Afghanistan itself is not on the list and Team Afghanistan’s robot, unlike its creators, has been allowed entry to the United States. Asked by Reuters on Tuesday why the girls were banned, a U.S. State Department spokesperson cited regulations prohibiting the agency from discussing individual visa cases.
“We still don’t know the reason why we were not granted visas, because other countries participating in the competition have been given visas,” said 14-year-old Fatemah Qaderyan, part of the team that made two journeys to the U.S. Embassy in the Afghan capital Kabul to apply for their papers.

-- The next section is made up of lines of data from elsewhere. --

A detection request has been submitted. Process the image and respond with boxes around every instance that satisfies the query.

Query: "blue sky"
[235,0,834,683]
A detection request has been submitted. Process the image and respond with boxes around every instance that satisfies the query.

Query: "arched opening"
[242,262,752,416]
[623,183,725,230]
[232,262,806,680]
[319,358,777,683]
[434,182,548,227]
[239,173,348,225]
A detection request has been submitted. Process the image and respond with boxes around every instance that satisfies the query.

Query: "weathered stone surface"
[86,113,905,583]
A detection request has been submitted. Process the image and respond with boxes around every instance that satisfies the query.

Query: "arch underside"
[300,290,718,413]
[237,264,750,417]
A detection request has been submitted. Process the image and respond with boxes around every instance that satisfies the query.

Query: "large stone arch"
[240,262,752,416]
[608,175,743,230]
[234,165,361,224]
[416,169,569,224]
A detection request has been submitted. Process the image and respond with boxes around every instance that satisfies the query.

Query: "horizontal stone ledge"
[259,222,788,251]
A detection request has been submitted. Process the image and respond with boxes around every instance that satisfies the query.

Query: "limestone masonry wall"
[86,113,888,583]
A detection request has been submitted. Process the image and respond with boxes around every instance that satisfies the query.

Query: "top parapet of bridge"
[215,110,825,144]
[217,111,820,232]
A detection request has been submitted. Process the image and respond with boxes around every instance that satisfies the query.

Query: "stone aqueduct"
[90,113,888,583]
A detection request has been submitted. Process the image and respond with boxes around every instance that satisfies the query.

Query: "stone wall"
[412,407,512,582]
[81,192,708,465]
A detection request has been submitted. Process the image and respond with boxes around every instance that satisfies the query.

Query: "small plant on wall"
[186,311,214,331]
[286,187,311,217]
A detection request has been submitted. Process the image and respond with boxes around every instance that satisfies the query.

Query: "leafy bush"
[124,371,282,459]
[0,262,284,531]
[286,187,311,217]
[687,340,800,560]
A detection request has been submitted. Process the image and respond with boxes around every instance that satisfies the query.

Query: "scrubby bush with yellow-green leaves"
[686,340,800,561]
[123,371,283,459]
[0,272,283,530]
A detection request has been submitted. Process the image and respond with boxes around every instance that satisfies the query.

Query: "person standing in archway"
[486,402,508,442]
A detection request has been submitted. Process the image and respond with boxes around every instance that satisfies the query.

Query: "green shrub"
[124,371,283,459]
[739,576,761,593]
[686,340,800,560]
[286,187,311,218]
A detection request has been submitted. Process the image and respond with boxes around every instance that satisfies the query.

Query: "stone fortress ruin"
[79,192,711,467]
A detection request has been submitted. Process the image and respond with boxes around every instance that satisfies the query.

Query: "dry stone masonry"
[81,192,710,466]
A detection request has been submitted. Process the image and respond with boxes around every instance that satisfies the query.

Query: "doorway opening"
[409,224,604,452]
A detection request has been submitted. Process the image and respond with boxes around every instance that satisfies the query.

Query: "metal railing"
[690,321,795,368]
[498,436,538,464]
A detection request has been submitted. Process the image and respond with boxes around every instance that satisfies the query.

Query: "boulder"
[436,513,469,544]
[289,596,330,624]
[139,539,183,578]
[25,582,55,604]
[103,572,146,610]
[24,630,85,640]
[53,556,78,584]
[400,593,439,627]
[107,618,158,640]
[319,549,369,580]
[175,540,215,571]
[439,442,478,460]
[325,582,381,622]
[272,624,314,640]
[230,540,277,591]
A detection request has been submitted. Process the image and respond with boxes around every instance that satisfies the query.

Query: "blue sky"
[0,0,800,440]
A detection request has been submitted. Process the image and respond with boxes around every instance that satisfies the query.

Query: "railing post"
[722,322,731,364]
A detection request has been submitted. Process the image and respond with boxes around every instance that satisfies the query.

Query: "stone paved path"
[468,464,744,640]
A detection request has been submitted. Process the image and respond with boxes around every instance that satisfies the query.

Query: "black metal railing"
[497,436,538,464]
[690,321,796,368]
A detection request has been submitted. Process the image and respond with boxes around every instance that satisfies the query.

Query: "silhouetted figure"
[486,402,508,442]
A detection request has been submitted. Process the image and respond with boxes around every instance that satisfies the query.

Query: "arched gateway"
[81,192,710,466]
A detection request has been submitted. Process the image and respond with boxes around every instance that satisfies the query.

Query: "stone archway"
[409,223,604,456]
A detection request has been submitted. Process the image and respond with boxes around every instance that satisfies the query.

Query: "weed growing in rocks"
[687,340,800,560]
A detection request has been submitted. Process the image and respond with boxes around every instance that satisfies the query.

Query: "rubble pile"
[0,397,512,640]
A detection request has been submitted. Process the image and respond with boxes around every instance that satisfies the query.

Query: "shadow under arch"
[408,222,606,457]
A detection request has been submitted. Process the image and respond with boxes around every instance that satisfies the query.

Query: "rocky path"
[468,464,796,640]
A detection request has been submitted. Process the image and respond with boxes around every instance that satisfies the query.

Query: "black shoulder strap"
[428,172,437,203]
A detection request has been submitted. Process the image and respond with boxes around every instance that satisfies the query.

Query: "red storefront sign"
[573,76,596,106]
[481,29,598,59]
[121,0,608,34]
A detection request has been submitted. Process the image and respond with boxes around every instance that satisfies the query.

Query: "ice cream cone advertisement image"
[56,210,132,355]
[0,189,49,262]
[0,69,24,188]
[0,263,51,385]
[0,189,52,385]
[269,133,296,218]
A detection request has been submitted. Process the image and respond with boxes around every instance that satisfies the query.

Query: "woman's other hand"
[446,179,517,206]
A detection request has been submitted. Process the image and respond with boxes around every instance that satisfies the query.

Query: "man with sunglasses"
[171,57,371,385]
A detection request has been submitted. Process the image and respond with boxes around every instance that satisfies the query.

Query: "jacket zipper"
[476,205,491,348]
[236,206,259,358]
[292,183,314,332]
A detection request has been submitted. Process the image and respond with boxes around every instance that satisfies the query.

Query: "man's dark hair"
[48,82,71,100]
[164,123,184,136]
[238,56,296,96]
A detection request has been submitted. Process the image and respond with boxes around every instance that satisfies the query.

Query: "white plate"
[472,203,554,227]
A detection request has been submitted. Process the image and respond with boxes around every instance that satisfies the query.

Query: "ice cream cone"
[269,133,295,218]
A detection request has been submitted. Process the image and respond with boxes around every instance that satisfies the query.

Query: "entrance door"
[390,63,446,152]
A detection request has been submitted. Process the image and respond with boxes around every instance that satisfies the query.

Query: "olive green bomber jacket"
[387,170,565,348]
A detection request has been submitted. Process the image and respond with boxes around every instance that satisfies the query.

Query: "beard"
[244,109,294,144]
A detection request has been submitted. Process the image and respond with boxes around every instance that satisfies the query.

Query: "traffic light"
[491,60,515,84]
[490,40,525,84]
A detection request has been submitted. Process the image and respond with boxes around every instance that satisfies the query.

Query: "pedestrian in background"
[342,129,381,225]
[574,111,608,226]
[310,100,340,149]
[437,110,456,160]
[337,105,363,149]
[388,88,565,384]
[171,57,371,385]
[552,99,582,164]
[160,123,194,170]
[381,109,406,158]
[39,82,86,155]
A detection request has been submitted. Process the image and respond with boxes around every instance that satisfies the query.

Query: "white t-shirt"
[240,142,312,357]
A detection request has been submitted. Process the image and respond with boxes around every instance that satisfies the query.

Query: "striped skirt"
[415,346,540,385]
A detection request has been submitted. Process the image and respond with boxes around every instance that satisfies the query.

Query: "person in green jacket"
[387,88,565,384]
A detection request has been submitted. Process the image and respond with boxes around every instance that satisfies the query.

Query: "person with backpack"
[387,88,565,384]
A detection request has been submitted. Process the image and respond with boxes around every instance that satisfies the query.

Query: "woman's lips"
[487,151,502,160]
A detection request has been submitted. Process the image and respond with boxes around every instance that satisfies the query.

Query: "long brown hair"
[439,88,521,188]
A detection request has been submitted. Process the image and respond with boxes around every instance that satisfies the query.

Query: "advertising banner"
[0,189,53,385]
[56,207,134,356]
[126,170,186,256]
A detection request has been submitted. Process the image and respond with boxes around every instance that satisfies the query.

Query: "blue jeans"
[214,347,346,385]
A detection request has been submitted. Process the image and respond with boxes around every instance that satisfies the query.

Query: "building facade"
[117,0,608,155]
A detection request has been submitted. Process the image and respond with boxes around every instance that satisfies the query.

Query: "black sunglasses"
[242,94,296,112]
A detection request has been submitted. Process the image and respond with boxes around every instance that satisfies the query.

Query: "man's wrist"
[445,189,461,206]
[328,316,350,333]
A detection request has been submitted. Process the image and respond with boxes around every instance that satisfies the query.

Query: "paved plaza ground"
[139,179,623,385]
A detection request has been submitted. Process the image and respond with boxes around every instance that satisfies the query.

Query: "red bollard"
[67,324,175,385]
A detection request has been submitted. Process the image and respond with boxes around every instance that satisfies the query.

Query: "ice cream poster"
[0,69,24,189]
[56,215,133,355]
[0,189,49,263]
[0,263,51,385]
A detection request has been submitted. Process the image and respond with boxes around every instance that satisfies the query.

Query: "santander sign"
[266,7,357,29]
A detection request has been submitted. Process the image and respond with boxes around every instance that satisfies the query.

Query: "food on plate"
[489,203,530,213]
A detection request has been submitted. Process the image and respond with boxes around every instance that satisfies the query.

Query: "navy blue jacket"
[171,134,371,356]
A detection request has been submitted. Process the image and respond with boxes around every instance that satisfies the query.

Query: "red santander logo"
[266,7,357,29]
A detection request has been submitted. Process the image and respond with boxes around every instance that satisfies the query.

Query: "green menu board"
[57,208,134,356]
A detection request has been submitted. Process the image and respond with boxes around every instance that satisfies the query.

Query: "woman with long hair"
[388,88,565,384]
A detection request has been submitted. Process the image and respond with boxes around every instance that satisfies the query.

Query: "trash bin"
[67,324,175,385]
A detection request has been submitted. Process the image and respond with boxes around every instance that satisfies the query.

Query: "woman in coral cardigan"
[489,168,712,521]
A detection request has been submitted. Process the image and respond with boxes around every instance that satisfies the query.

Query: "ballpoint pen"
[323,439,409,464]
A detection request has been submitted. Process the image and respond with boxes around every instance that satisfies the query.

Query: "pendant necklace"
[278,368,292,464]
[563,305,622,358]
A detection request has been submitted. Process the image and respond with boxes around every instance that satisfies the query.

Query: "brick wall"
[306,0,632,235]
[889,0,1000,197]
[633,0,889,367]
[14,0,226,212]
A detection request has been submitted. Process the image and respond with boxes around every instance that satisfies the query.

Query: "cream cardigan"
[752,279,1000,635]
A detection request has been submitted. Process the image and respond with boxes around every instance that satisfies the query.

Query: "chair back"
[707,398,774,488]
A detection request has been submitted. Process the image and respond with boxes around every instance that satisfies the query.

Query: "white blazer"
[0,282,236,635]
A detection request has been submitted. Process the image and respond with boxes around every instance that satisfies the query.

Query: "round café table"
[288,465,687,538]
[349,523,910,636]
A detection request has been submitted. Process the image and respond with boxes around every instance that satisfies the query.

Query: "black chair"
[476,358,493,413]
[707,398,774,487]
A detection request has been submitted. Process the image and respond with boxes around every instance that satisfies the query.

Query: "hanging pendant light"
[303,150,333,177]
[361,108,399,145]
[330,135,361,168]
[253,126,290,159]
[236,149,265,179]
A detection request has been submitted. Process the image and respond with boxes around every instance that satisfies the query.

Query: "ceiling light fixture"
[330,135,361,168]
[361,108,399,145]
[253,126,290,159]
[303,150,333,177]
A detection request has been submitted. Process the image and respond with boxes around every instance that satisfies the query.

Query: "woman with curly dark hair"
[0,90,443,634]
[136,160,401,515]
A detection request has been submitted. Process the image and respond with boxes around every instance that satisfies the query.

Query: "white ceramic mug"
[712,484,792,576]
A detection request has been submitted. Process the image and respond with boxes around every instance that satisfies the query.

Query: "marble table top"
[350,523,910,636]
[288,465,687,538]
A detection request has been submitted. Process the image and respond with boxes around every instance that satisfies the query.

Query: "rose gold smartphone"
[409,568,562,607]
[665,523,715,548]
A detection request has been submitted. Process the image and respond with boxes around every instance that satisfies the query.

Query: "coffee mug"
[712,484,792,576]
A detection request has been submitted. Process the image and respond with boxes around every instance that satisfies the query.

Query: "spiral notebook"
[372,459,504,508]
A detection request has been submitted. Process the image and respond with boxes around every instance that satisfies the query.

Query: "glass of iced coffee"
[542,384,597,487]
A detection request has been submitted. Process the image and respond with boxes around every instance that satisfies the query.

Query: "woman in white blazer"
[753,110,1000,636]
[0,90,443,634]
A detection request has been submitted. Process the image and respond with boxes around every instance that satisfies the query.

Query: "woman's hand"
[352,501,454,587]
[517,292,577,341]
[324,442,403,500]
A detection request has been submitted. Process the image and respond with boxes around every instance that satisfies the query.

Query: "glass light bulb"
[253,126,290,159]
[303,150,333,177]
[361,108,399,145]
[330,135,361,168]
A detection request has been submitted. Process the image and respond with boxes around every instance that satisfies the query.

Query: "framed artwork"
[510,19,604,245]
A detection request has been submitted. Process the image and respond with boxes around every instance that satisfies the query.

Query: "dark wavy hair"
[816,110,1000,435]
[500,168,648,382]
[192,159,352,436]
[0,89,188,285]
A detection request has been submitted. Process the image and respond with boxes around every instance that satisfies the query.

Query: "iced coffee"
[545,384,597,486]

Most of the female team members were either infants or not yet born at the time of the U.S.-backed military intervention in Afghanistan in 2001 that toppled the Taliban regime – whose ultra-hardline interpretation of sharia (Islamic law) banned girls from school, women from working outside the home and all females from leaving home without a male relative.
“CLEAR INSULT”
FIRST Global’s president, Joe Sestak, said in a post on the organization’s Facebook page that he was “saddened” by the U.S. decision but the Afghan team would be able to connect with the competition via a live Skype video link.
He added that the teams of 156 countries – including from Iran and Sudan, which are on Trump’s list of countries whose citizens are banned from entry – had received their visas.
Also approved for visas was “Team Hope,” a group of Syrian refugees, he said.
In a June 26 ruling, the U.S. Supreme Court revived parts of Trump’s March 6 executive order that had been blocked by lower courts. The highest court let the ban go forward with a limited scope, saying that it cannot apply to anyone with credible “bona fide relationship” with a U.S. person or entity.